Dillon Ranger District Gets Off-Road Vehicle Funding Approval

Trail crews with Summit County Off-Road Riders work in the Golden Horseshoe area of ​​Breckenridge. Dillon Ranger District Funding from the US Forest Service receives funds to maintain off-road vehicle trails.
Tim Nixon Archive/Summit Daily News

The Dillon Ranger District received a grant approved by the Parks and Wildlife Commission to continue funding trails and off-road vehicle maintenance.

On Thursday, the commission met to discuss off-road vehicle grant applications for various Colorado state departments, wildlife management groups and local governments.

The Dillon Ranger District has been approved by the commission to receive the full application of just over $111,000 for the Dillon Off-Highway Vehicle Trail Crew in 2023. Currently, an estimated 100 trees are blocking the many miles of trails motorized trails in Summit County, and grant funds will go towards the continued funding of a motorized trail team.



Statewide, Parks and Wildlife has singled out 25 districts as “in good management condition,” including the Dillon Ranger District. If a US Forest Service or other federal entity crew can show excellent results in implementing recreation management plans, they receive this status, which guarantees funding for these districts each year. Fletcher Jacobs, manager of the state’s trails program, said it allows work to be planned years in advance knowing that money will always be there, and it allows for some security when it comes to hire seasonal workers.

“A good management team is something we always like to point out. It’s become a shining example of collaboration here in the state when it comes to managing outdoor recreation,” Jacobs said. “So , this program was launched in 2001 and essentially enables our federal agencies to be able to proactively manage their most heavily used areas.”



The program sells registration and use permits for use on all motorized trails in the state. The price of the permit is $25.25 for the user permit or for registration. Of these funds, 25 cents are allocated to the search and rescue fund.

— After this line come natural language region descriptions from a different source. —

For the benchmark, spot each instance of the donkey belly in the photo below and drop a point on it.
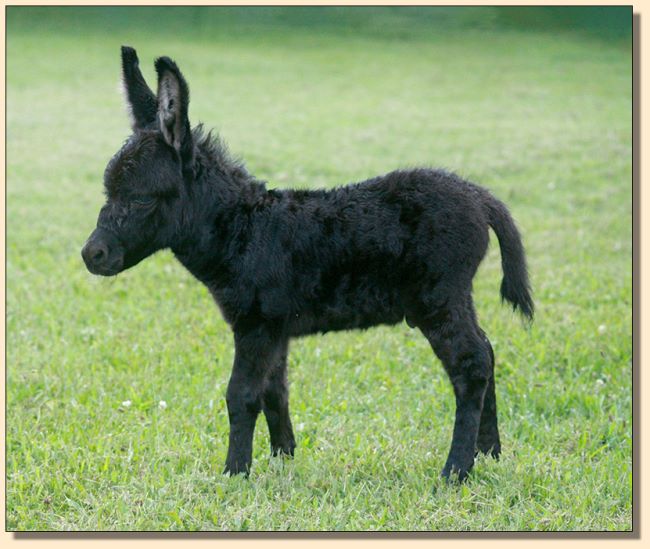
(353, 302)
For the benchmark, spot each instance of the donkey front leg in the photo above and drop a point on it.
(275, 404)
(256, 352)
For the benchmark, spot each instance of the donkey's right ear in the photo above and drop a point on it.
(140, 100)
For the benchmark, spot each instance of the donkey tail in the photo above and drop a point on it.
(515, 286)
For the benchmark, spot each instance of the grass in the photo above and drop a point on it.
(544, 120)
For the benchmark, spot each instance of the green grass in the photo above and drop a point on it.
(544, 120)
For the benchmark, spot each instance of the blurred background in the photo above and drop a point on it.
(533, 103)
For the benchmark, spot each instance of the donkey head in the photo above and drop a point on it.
(145, 182)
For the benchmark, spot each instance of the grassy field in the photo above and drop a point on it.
(320, 99)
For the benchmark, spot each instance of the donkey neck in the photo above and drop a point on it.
(218, 227)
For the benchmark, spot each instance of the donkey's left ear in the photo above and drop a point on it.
(173, 101)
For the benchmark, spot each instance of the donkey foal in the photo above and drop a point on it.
(282, 264)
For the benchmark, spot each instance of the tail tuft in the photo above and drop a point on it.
(515, 286)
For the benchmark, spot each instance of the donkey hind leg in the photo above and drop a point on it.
(275, 404)
(488, 441)
(458, 342)
(255, 354)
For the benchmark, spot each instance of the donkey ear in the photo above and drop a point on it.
(173, 101)
(140, 100)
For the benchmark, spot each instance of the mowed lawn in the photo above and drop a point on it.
(541, 119)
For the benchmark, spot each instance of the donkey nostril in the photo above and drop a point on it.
(98, 254)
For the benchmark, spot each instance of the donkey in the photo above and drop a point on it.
(286, 263)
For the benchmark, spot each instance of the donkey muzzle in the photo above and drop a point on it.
(103, 253)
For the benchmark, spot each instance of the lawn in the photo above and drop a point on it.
(316, 99)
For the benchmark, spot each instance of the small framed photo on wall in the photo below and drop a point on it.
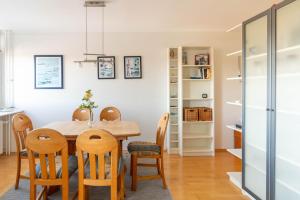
(202, 59)
(132, 67)
(48, 72)
(106, 67)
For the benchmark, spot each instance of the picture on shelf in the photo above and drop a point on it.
(106, 67)
(202, 59)
(132, 67)
(202, 73)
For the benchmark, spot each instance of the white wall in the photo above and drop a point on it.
(142, 100)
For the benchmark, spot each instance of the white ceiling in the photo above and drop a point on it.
(128, 15)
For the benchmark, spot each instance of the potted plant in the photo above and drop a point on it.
(87, 103)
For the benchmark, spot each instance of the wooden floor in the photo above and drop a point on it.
(188, 178)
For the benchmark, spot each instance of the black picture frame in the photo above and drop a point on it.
(99, 70)
(37, 73)
(126, 73)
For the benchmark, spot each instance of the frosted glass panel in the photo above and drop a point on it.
(287, 103)
(256, 104)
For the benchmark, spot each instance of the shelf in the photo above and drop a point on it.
(194, 79)
(287, 49)
(256, 56)
(196, 65)
(237, 103)
(234, 78)
(233, 127)
(234, 53)
(197, 122)
(236, 152)
(197, 99)
(235, 178)
(189, 137)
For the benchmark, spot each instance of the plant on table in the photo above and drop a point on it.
(87, 103)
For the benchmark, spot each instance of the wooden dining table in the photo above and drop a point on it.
(121, 130)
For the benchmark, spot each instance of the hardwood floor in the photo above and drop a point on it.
(188, 178)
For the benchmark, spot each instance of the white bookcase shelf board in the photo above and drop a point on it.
(236, 152)
(194, 77)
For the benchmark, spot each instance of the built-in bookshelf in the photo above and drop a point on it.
(172, 137)
(194, 89)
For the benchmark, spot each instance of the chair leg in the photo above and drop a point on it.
(134, 173)
(65, 191)
(81, 191)
(32, 191)
(162, 172)
(131, 165)
(158, 166)
(18, 171)
(45, 193)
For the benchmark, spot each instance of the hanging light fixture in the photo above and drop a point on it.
(87, 4)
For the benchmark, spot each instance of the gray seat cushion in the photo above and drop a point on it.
(147, 147)
(121, 164)
(72, 167)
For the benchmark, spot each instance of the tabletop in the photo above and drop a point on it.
(9, 111)
(116, 128)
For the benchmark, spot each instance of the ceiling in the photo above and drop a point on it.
(128, 15)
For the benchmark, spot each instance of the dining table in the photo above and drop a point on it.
(121, 130)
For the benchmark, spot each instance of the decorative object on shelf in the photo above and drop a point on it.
(184, 58)
(106, 67)
(202, 59)
(48, 72)
(205, 114)
(132, 67)
(190, 114)
(87, 103)
(202, 73)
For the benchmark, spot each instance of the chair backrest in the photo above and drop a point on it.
(99, 145)
(47, 143)
(110, 114)
(81, 115)
(161, 130)
(21, 125)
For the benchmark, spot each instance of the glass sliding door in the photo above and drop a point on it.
(287, 170)
(256, 82)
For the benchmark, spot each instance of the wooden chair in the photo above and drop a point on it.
(110, 114)
(102, 167)
(149, 150)
(81, 115)
(21, 125)
(48, 143)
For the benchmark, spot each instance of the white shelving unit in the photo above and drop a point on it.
(173, 136)
(190, 138)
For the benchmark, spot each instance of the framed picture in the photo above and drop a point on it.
(106, 67)
(48, 72)
(132, 67)
(202, 59)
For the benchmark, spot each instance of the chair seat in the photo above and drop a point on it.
(143, 148)
(121, 165)
(24, 153)
(72, 167)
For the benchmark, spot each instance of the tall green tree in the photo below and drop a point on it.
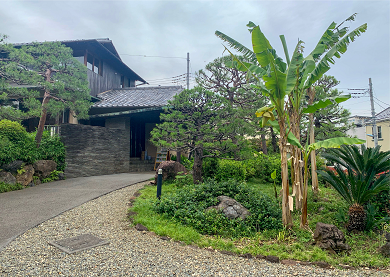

The commission has also approved a series of competitive grants for groups that do not have good management status, and these grants are scored competitively. In total, the commission approved $2.46 million for stewardship grants and $3.77 for competitive grants for a total of over $7.4 million for off-road vehicle management in the Colorado.

“As we see an increase in recreation, we have seen an increase in requests for this program,” Jacobs said.

Luke Schafer, commission secretary and full member, said the partnerships between agencies to provide the scholarships and trail maintenance are something to be commended. Grant funding for all projects was passed unanimously.

“That’s where a lot of the work that’s done at the regional level that we don’t see at the commission,” Schafer said. “Often the public never sees it. It takes time to some extent, but it is invaluable work.

On June 3, the Dillon Ranger District updated the overview of current conditions for the trails it manages. Off-road vehicles must be registered by the state and users can refer to the Motor Vehicle Summer Use Map for road access and designations.